Cependant, la réplication du mutant est atténuée de 10 fois dans des cellules humaines respiratoires. Les chercheurs ont montré que ce clivage alternatif est effectué par TMPRSS2, enzyme exprimée au niveau de la membrane cellulaire et dont les fonctions sont mal connues. Les cellules respiratoires humaines en expriment plus que les Vero E6, et lorsque cette enzyme est surabondante artificiellement dans ces cellules, le mutant se réplique comme le virus sauvage.
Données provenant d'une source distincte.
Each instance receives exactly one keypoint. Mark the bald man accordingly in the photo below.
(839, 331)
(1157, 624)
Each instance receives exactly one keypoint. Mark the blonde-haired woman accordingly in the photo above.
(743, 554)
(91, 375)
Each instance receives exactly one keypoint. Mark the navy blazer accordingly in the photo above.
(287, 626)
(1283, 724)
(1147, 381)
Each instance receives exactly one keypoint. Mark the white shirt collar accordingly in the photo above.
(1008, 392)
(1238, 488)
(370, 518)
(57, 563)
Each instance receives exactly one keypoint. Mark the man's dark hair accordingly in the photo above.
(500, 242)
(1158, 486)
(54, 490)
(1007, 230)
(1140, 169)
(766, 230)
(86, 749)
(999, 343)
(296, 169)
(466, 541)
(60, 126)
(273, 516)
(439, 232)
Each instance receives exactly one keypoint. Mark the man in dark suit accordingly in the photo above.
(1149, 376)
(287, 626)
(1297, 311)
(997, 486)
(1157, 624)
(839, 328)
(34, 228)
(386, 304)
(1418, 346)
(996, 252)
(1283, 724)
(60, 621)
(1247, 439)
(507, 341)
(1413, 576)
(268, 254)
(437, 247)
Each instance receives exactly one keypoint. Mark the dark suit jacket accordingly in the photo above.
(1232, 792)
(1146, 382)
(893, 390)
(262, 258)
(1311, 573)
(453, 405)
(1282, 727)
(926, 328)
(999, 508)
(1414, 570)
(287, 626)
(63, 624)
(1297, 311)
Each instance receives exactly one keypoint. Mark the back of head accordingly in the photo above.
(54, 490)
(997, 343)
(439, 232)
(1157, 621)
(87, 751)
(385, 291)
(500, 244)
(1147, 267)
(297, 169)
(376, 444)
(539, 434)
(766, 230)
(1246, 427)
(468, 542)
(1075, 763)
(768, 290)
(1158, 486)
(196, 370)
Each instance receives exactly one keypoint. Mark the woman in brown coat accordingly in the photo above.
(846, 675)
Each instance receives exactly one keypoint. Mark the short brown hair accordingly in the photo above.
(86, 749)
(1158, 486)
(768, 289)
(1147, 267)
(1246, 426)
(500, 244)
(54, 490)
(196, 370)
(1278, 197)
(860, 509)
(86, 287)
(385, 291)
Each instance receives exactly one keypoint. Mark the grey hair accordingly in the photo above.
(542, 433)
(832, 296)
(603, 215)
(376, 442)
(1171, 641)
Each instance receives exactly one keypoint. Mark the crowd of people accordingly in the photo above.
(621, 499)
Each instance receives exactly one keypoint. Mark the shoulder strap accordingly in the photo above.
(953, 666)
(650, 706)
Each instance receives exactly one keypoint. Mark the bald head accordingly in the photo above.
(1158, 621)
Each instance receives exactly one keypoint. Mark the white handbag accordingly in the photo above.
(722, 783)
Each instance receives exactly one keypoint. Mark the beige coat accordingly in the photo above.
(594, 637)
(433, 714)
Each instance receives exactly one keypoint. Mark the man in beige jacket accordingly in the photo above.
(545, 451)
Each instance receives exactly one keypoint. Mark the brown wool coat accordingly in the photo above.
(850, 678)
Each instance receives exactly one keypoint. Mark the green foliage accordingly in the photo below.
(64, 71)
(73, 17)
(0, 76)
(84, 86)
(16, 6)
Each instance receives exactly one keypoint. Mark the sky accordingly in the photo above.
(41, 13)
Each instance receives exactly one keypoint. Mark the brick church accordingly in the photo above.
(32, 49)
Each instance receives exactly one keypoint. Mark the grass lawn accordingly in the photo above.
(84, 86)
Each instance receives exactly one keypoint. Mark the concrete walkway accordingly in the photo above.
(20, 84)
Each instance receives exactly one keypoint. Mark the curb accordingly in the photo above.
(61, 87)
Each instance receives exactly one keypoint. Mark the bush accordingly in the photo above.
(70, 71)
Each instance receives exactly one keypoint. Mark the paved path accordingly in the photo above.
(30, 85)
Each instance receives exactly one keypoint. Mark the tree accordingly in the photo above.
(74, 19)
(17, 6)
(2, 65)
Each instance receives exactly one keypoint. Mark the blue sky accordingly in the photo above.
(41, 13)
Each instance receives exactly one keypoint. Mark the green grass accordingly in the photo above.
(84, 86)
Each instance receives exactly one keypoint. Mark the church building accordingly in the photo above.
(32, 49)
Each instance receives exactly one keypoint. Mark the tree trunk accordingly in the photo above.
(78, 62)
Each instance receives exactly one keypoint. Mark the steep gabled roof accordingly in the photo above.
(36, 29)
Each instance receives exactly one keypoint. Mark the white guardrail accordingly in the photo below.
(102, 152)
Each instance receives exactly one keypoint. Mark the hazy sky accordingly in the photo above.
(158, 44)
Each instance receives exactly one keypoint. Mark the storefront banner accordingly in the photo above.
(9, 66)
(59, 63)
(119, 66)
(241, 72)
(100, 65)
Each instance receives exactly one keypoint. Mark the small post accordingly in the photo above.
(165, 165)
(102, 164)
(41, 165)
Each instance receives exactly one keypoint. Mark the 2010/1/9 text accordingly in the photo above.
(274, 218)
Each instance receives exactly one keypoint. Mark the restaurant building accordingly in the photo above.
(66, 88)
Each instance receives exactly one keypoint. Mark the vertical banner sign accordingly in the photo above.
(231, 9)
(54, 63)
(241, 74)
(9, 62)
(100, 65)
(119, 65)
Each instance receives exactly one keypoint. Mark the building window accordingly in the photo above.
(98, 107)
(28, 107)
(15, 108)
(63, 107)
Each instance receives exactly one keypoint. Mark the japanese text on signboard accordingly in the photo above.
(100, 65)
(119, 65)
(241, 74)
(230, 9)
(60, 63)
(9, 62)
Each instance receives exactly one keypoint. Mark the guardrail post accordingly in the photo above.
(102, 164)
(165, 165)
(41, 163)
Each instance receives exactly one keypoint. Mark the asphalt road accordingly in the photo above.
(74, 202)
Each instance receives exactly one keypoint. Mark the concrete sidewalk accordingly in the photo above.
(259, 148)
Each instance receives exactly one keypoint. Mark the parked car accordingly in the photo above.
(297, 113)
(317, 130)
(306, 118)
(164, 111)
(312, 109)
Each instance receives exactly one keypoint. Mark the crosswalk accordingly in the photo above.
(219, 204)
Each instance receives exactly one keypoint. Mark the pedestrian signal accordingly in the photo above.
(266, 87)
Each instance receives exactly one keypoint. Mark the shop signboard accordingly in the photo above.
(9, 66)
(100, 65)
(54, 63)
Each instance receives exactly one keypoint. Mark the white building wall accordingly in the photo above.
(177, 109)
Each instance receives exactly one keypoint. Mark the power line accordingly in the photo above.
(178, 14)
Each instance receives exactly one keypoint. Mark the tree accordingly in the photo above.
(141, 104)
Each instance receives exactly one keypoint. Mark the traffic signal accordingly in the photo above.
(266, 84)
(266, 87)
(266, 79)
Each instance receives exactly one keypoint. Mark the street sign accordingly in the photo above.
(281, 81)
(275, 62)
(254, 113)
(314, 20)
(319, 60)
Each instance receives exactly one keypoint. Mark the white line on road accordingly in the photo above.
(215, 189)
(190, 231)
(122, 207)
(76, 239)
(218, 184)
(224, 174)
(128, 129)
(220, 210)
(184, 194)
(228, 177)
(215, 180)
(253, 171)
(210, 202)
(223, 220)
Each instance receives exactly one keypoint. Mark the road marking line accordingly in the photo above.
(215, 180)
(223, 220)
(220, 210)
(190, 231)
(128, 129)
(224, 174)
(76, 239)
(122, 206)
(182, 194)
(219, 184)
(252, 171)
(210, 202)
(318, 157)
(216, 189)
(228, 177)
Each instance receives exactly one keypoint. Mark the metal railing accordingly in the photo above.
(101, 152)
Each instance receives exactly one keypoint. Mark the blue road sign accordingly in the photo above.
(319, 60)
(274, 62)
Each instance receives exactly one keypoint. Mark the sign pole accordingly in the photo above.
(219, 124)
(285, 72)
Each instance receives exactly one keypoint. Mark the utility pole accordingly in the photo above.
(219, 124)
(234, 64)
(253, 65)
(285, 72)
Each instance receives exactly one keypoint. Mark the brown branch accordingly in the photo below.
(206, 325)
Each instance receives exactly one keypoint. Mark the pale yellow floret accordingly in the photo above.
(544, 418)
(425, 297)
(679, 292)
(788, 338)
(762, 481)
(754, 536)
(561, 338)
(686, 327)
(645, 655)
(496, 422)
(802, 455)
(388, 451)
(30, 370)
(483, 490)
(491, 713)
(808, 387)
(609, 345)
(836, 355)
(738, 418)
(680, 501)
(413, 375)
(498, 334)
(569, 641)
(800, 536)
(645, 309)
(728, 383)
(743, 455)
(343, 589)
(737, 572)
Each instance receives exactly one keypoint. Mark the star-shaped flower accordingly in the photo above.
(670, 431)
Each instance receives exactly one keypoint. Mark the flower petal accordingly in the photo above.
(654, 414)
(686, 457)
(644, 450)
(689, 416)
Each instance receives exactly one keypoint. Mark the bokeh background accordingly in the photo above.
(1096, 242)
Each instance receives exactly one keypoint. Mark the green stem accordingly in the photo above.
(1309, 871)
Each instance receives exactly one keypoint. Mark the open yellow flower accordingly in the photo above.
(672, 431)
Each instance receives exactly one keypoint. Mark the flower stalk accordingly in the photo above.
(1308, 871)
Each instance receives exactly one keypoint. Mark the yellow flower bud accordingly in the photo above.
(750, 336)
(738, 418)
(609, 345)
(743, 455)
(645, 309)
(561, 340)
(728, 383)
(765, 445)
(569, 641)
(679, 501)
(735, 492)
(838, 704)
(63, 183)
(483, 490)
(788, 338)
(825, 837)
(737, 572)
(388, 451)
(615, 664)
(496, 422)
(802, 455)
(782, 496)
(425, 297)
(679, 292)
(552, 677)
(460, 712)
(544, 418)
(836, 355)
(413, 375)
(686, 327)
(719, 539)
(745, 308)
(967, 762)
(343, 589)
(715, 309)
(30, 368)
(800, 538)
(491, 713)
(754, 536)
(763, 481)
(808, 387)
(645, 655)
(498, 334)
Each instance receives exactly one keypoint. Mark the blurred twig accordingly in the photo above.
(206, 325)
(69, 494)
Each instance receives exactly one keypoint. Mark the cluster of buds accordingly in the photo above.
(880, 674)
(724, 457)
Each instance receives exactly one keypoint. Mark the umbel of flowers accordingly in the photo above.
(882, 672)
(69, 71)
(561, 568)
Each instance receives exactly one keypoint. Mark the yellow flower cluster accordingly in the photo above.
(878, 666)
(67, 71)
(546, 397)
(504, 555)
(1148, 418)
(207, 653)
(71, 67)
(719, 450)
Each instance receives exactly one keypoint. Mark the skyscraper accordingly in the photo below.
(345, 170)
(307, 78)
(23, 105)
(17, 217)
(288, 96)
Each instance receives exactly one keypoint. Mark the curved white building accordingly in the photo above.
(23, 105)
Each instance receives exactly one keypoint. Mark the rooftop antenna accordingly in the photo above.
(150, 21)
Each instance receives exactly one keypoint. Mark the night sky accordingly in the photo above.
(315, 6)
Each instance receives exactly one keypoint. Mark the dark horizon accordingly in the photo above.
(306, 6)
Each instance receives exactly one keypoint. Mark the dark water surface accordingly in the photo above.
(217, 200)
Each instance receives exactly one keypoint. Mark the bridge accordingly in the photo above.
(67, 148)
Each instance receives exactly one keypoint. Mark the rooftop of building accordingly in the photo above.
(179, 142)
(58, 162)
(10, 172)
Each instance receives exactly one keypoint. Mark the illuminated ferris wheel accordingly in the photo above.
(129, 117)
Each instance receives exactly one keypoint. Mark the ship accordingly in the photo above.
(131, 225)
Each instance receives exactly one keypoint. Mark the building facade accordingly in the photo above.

TMPRSS2 affecte donc l’entrée virale.

In vivo, le virus mutant apparait moins pathogène que le virus sauvage chez les hamsters (comportement inchangé, pas de perte de poids). Le mutant se réplique efficacement chez ces animaux, mais il est éliminé plus rapidement et provoque des symptômes atténués. Lorsque les mêmes hamsters sont réinfectés 28 jours plus tard avec le virus sauvage, les animaux précédemment infectés par le mutant ou par le sauvage sont tous protégés. Ceci indique que le virus mutant stimule des anticorps neutralisants tout comme le sauvage.

C’est ce qu’on peut représenter schématiquement ainsi :

Ces chercheurs ont ensuite validé ces observations chez des souris transgéniques exprimant ACE2 humain : les souris infectées avec le virus mutant développent moins de symptômes. Par des tests in vitro réalisés avec des sérums de 17 patients COVID-19 convalescents, ils ont montré que le mutant est moins sensible aux anticorps neutralisants. En utilisant la microscopie électronique, ils ont aussi remarqué que les virus mutants forment des « grappes », ce qui pourrait expliquer que certains virus soient masqués pour les anticorps, provoquant une forme d’échappement.

Le clivage par la Furine a donc des impacts majeurs sur les capacités d’infection et la pathogénèse du SARS-CoV-2. Lors de la production de stocks de virus sauvages en laboratoire, il convient de compléter les cellules Vero E6 avec TMPRSS2 afin de réduire le risque qu’un mutant n’apparaisse et ne prenne l’avantage.

Cela pourrait aussi avoir des implications dans la production de vaccins vivants atténués s’ils sont produits dans des cellules Vero E6. Le mutant atténue en effet la maladie et protège d’une réinfection, faisant de lui un candidat vaccin prometteur.

Mais les vaccins sont principalement évalués sur leur capacité à stimuler la production d’anticorps neutralisants, et nous avons vu que ces virus mutants y sont moins sensibles.

Il faut donc encore approfondir les connaissances sur la réponse immunitaire et faire preuve de vigilance avant d’opter pour cette stratégie vaccinale. Ces données peuvent aussi avoir des implications pour d’autres coronavirus, puisque des mutations naturelles pourraient moduler ce clivage de Spike et donc changer leur trajectoire épidémique.